Monday, June 28, 2010

"And waste all this good coke?"

[Great Moments in Screen Bitchery #949, Demi in St. Elmo's Fire (1985)]

Heh. I am going to be very disappointed if that isn't the title of Demi Moore's forthcoming memoirs. I'm just saying.

Some context for those too young to have seen Demi's 80s breakthrough, released twenty-five years ago on this very day. Joel Schumacher's St. Elmo's Fire is a story about a group of college grads who are struggling through their quarter-century life crises together. Jules (Demi Moore) is the messiest (and most fabulous) of them all. In the middle of the night she calls her most responsible friend in a panic. "I'm with these Arabs and they've been forcing me to do coke all night. I'm not sure because I don't understand much Arabic but I think I heard the word gangbang. You've gotta come and get me!" He rushes to her rescue only to find a tame unthreatening party. She refuses to leave with him and starts making booty calls instead. He tries to reason with her, until she lobs that delicious dismissal his way.

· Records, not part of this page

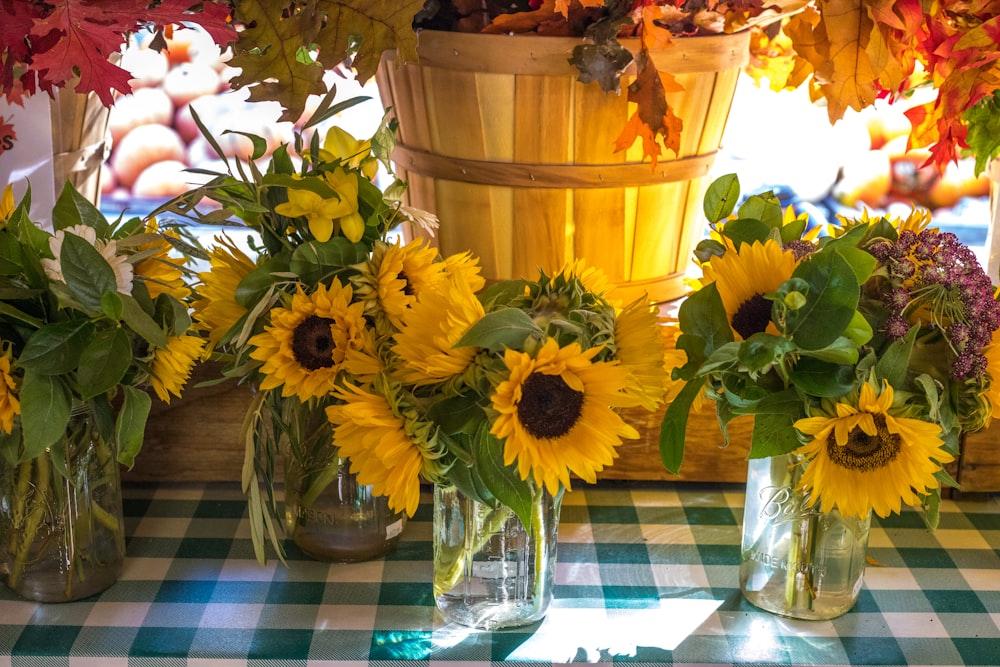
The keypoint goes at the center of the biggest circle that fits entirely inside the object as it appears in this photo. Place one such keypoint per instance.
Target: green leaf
(702, 314)
(111, 306)
(30, 234)
(140, 322)
(673, 429)
(464, 478)
(861, 261)
(56, 348)
(503, 482)
(72, 208)
(256, 284)
(721, 197)
(259, 144)
(764, 207)
(104, 362)
(983, 121)
(822, 379)
(762, 350)
(314, 261)
(87, 274)
(501, 329)
(45, 408)
(842, 351)
(773, 430)
(793, 230)
(130, 426)
(747, 230)
(456, 414)
(11, 254)
(830, 303)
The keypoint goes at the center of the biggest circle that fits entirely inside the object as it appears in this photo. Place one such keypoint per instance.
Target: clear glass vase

"And waste all this good coke?"

I have loved Demi Moore ever since. Which was not always a wise life choice, but what can you do? We love the actresses we love.


Because I can't quit there -- this movie is so addictive -- a Monday Monologue from the same film.

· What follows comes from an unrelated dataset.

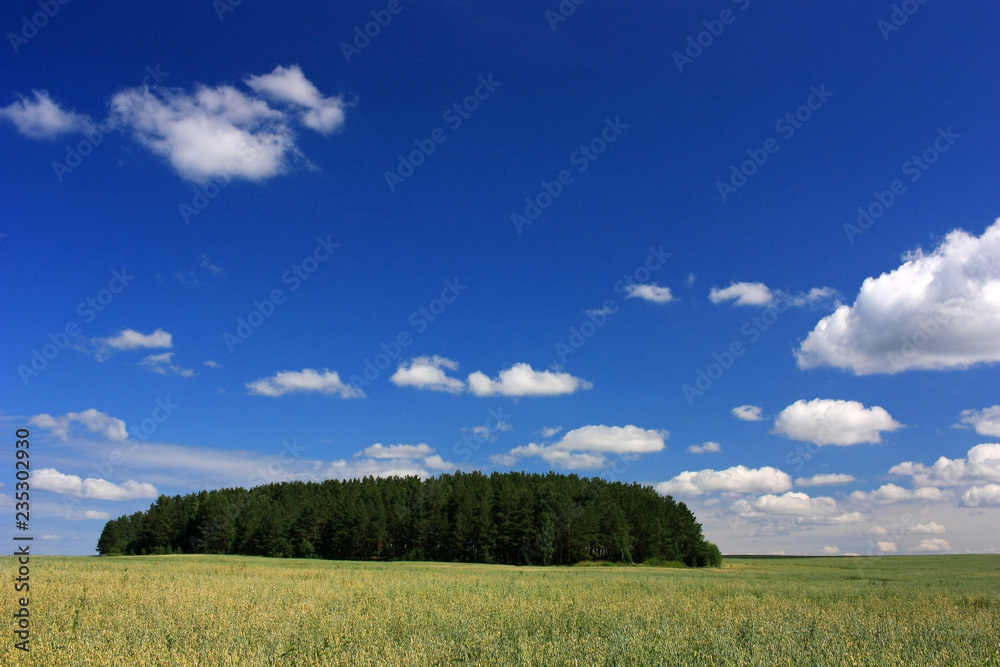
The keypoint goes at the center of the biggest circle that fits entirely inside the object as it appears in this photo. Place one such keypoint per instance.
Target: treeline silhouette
(511, 518)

Uptight Leslie (Ally Sheedy) and Frumpy Wendy (Mare Winningham) have convinced Wild Jules to eat lunch at the soup kitchen where Wendy volunteers. This is not, shall we say, Jules' natural environment. It turns out her girlfriend's have an intervention in mind. They're worried about her obsession with her stepmother and her crazy-making sexual dalliances.


"Moi?" Jules asks, caught off guard. After a quick silent beat with a flash of 'how to navigate this?' worry on her face, Demi unleashes Jule's defensive fabulousity posturing.
Forrester? Come on, he's wonderful.
Forrest is her married boss. But she's got it all figured out.
This is the 80s. Bop him for a few years. Get his job when he gets his hand caught in the vault. Become a legend. Do a Black Mink ad. Get caught in a sex scandal. Retire in massive disgrace. Write a huge best seller and become the fabulous host of my own talk show.
"Well, it was silly of us to worry," Wendy says in disbelief and the kind of snark-free sarcasm only found prior to the late Nineties.
It really is. He's helped me so much. He's come up with so many alternatives for my stepmonster's funeral.

It turns out cremation is just as expensive as the non torch method and if I don't come up with a cheaper solution, I'm going to end up a bag lady...

Of course I'll have alligator bags.


A head toss, the laugh of the self-amused and then a look at the time get me the hell out of here avoidance of the real issues she's just been so flippant about.

And she's outta there... and every time she's outta there the movie deflates a little. Demi's comedic skills are underrated and paired with that famously husky voice and needy screen energy, she turns out to be the perfect match for this charismatic trainwreck.

A parting shot just to underline Jules' trying-too-hard fabulousity -- this is her apartment.

Art Direction by William Sandell / Set Decoration by Robert Gould & Charles Graffeo

Naturally she's wild about her decorator "Gay became very chic in the Seventies!"